Keizer officials told the City Council on Feb. 24 they have contracted a consultant, using a Marion County grant, to update the city’s Emergency Operations Plan to add modern response annexes for man-made disasters.
City staff said the 2009 plan focused mainly on natural disasters and needs additions for terrorism, active-shooter incidents and other man-made incidents. The consultant will incorporate those response annexes and update contacts, grammar and operational procedures to reflect contemporary standards.
The consultant work is funded through a Marion County grant, not by the city’s general fund, and staff said that should reduce cost concerns. City staff estimated the consulting process will likely occur within a 12-month window and stated their target for adoption is by December 2025, although the timeline depends on the consultant’s schedule.

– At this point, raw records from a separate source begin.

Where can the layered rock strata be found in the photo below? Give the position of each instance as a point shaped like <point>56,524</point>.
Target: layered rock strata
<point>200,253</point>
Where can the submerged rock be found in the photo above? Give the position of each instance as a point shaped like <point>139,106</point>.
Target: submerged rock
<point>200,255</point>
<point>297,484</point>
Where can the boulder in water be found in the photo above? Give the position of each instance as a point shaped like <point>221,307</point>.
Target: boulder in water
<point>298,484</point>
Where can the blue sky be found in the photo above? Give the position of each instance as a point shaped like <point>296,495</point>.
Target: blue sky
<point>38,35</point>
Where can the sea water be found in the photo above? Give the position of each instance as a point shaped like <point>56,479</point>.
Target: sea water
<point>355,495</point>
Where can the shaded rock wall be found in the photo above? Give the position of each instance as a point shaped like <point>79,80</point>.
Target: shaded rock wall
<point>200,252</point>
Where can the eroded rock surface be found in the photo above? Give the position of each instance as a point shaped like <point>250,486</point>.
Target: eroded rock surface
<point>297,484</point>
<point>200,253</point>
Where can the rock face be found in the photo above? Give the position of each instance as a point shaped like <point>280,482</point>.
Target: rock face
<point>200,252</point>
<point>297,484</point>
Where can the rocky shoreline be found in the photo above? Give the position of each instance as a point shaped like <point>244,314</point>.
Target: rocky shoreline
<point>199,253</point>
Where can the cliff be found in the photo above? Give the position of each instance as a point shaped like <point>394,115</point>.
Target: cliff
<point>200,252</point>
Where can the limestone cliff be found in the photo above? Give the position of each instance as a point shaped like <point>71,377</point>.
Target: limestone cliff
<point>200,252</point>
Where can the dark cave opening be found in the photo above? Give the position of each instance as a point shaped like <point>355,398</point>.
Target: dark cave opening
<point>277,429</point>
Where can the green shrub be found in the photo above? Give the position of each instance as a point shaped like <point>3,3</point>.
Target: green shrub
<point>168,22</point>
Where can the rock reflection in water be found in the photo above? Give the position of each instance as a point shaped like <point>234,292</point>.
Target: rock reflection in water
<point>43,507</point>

Councilors pressed for clarity on the scope and coordination. Staff said many annexes can be adapted from adjacent jurisdictions (including Salem and Marion County) because of shared emergency-management resources and previously prepared annexes by the county emergency manager. Staff described the update as feasible inside the two‑year planning window the council is using to set short‑term goals.

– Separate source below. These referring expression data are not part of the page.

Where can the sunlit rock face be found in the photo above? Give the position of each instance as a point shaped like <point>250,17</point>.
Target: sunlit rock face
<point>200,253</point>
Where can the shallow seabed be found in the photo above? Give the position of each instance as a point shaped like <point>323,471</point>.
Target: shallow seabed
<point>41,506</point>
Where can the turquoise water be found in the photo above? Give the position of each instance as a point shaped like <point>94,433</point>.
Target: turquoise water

Councilors asked whether the consultant was necessary if material could be reused from Salem. Staff and councilors confirmed Marion County obtained a grant to pay for consultant services that will be made available to cities within the county, and staff said much of the work will be adapted from neighboring jurisdictions’ annexes to save time.
Staff said the update is primarily an operational revision to add man‑made disaster responses, modernize and correct the existing document, and prepare the plan for eventual council adoption.
Looking ahead, staff said they will return to the council with a draft for review and adoption after the consultant’s work is complete. A firm adoption deadline or formal council action date was not set during the work session.